05/02/2019: The assignment submission link is open on Moodle now. Join the Data Mining course on Moodle, if not done yet, with enrolment key cs524_201820192.

29/01/2019: An additional note on Lab Assignment 1 has been released. Check the Lab Assignments section above.

27/01/2019: Lab Assignment 1 has been released. Download a copy from the Lab Assignments section above.

20/01/2019: Those who are taking the course but have not submitted the ADD request on CRP, need to submit the request at an earliest (CRP has listed the course code as CS5XX), and then send me an email mentioning the Grade obtained in Machine Learning (if taken previously). Those who have already submitted their request, but have not got approval yet, need to send me an email mentioning their Grade in Machine Learning (if taken previously). ADD requests will be approved only after I know the Grade in Machine Learning.

Also, please join the Data Mining course on Moodle, with enrolment key cs524_201820192.

13/01/2019: I will be on leave tomorrow. So there will be no Data Mining classes tomorrow (Monday, 14th January 2019). Any urgent communications can be directed through email.

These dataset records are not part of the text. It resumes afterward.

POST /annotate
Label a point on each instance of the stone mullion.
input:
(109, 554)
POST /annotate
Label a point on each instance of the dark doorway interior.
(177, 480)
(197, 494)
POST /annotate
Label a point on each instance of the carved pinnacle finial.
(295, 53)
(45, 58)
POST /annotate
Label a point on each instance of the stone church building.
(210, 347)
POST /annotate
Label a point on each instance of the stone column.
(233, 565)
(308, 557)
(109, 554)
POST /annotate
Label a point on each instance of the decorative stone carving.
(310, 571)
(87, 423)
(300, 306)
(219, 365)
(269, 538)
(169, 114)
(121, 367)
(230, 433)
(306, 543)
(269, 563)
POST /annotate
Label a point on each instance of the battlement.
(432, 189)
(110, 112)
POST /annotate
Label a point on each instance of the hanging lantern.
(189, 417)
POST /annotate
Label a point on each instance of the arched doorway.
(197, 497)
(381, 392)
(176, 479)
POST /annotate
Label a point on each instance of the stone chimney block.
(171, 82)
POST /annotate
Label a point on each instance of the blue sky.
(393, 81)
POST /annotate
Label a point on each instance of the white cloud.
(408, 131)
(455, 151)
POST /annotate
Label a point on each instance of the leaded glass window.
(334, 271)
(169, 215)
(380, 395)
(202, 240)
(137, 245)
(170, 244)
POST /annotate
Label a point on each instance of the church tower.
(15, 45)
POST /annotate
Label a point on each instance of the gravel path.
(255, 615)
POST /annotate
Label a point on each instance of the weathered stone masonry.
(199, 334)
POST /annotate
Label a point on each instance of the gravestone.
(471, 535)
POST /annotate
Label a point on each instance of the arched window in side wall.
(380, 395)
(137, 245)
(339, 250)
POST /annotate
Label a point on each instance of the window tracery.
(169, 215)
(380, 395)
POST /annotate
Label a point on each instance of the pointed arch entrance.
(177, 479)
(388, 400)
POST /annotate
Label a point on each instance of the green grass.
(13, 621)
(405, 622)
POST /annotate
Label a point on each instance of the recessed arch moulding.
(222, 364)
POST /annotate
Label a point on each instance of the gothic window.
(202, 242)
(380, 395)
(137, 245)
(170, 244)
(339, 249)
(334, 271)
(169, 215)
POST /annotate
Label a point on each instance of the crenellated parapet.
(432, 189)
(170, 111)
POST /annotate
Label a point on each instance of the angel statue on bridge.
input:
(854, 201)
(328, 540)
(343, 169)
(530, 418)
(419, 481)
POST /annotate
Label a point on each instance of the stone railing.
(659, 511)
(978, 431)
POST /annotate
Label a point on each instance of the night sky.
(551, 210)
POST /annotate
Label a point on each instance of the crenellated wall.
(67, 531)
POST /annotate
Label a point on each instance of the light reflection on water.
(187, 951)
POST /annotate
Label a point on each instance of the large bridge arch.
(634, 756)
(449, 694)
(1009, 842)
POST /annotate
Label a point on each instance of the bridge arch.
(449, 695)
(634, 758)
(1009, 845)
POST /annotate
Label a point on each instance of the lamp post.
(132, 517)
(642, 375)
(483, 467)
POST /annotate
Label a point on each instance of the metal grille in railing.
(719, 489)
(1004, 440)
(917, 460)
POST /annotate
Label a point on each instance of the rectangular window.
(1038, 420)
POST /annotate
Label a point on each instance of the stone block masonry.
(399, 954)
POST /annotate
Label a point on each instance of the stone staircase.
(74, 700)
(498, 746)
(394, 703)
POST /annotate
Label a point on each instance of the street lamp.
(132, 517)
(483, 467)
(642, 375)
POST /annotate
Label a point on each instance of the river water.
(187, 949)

08/01/2019: The confusion about the timing of this course has been clarified and confirmed. Please see the details above. Classes are going to start from tomorrow. The first class is going to take place at 09am tomorrow in M4, Lecture Hall Complex.

07/01/2019: Welcome to the course CS524 - Data Mining. It will be taught by Dr Tarique Anwar (myself). The timing and venue will be announced here shortly.



Note: This page will be updated regularly with all the helpful information and announcements. Students are recommended to keep checking the updates here.